Pulp Fiction was released in 1994. That film signaled John Travolta’s reemergence into popular culture, with good reason. He could have easily coasted by on the strength of Quentin Tarantino and Roger Avary’s brilliant script. Instead, he took what he was given and expanded on it to make Vincent Vega the epitome of cool. Since then, Travolta has been coasting from film to film, taking in giant amounts of money and slowly wasting the good will he had built up in one of the best films of the last 20 years. In From Paris With Love, he tries to get back some of the cool he had 16 years ago. Unfortunately for the audience, we learn that sometimes you can’t go home again.
This mess of a film also stars Jonathan Rhys Meyers as an aide to the US embassy in France and low level CIA operative who dreams big. That is, until he is pulled into the world of underworld drug rings and guns by Travolta’s Charlie Wax, who says things that were hip in cool in the mid 90s, but today couldn’t be more cliché. Some of the dialogue even references Travolta’s earlier triumph, with predictably lame results.
Director Pierre Morel has experience creating exciting action, from District B13 to last year’s Taken. Here, there’s a lot of bombast and car crashes. The action isn’t bad, but action for action’s sake doesn’t make it good either. And the script is in equal parts lame, stupid, and unbelievable.
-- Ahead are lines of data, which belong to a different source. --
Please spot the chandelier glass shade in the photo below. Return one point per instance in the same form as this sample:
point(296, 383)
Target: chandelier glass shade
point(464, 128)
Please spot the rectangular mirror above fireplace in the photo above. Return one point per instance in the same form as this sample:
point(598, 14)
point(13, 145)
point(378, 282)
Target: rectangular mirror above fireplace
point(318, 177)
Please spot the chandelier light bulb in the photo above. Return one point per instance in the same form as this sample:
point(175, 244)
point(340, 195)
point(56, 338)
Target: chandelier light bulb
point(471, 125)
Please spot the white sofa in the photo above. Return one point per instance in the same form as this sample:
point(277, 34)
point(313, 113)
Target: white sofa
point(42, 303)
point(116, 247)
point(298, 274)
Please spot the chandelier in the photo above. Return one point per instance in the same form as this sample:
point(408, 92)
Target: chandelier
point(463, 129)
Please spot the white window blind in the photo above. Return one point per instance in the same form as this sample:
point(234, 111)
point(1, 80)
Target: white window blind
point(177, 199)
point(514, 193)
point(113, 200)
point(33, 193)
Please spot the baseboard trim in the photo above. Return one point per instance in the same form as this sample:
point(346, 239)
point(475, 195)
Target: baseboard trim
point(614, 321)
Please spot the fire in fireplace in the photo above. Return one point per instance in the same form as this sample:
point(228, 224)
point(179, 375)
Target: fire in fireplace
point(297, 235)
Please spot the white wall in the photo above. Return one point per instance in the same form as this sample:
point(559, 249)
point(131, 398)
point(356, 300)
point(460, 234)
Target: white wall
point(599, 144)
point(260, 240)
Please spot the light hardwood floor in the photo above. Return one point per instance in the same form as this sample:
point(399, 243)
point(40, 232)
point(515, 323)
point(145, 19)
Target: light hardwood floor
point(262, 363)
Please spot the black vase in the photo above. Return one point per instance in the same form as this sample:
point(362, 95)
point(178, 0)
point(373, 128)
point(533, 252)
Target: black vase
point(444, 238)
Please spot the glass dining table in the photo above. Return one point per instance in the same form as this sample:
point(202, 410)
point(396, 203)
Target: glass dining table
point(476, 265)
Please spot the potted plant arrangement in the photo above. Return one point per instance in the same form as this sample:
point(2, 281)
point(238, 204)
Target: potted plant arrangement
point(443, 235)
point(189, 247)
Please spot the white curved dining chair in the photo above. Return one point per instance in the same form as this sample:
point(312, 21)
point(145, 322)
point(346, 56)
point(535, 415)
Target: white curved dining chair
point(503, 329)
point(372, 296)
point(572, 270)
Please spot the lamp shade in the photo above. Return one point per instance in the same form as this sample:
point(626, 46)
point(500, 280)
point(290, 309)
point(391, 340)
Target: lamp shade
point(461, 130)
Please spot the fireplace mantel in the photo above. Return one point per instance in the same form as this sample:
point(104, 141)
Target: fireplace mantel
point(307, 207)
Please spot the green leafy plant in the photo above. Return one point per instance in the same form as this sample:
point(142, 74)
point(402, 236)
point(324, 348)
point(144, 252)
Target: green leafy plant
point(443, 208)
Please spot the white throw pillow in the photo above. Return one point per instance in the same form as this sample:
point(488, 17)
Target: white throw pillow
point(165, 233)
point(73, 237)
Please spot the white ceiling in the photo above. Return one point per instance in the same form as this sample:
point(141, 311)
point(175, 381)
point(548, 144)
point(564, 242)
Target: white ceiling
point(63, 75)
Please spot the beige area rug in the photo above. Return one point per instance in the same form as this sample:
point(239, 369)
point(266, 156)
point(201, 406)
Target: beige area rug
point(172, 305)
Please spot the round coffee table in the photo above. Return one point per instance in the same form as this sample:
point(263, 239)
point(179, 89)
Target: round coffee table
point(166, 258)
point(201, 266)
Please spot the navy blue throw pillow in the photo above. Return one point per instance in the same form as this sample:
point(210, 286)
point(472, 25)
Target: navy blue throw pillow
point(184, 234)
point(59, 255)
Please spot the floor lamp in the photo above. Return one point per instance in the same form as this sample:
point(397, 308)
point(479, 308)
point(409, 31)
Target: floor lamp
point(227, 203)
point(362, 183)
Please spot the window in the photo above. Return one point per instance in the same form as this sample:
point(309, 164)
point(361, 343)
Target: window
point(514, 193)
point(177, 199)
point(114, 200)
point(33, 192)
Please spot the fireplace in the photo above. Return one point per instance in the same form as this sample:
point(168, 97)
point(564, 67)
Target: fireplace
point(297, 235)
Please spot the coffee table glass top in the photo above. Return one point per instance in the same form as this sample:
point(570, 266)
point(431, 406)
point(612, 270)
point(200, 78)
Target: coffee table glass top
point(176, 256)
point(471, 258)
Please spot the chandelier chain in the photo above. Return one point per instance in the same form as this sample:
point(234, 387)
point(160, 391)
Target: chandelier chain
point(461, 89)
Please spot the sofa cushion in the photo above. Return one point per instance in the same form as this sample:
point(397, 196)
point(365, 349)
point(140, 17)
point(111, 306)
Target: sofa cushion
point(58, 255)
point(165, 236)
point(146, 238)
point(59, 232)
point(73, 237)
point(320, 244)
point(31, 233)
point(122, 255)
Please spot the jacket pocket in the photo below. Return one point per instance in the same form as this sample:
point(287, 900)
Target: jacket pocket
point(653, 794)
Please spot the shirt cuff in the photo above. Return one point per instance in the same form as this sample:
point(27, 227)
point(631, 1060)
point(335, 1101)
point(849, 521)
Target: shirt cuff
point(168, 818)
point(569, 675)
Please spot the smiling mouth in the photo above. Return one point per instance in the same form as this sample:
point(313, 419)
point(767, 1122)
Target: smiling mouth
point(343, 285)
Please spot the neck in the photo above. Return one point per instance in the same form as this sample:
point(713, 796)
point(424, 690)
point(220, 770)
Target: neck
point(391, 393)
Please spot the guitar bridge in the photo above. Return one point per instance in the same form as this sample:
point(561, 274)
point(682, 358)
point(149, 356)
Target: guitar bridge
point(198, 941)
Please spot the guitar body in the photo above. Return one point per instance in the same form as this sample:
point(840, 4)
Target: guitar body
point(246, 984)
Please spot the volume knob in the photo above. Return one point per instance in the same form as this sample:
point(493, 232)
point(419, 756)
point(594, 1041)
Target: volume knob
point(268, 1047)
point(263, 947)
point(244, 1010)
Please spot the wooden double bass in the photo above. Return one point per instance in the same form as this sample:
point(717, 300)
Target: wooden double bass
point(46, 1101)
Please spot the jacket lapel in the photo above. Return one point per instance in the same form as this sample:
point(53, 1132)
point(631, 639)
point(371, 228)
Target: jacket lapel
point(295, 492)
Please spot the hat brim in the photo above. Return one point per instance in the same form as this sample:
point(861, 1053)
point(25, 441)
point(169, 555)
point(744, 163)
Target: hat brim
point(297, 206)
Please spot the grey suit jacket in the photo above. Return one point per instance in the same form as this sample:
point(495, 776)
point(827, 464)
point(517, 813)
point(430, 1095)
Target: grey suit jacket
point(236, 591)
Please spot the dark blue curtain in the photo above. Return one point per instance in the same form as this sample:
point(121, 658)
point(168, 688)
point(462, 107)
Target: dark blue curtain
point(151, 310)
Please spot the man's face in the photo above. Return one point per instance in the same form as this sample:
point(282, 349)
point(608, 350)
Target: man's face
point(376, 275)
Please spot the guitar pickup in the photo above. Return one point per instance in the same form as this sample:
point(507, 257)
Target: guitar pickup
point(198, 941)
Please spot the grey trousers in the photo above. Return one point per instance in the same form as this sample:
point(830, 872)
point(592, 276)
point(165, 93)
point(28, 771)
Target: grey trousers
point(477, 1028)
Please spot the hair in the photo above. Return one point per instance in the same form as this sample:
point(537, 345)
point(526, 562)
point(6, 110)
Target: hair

What’s worse, the movie doesn’t know if it wants to be a comedy, an action film, or a drama. If the filmmakers don’t care to figure it out, why should we?
From Paris With Love continues the current trend of action film as video game. Filmmakers can’t seem to balance a story with chases, great dialogue and characters with shootouts. Everyone involved with this film would be smart to look back at a film like Pulp Fiction and learn what made it good, instead of just trying to emulate its cool.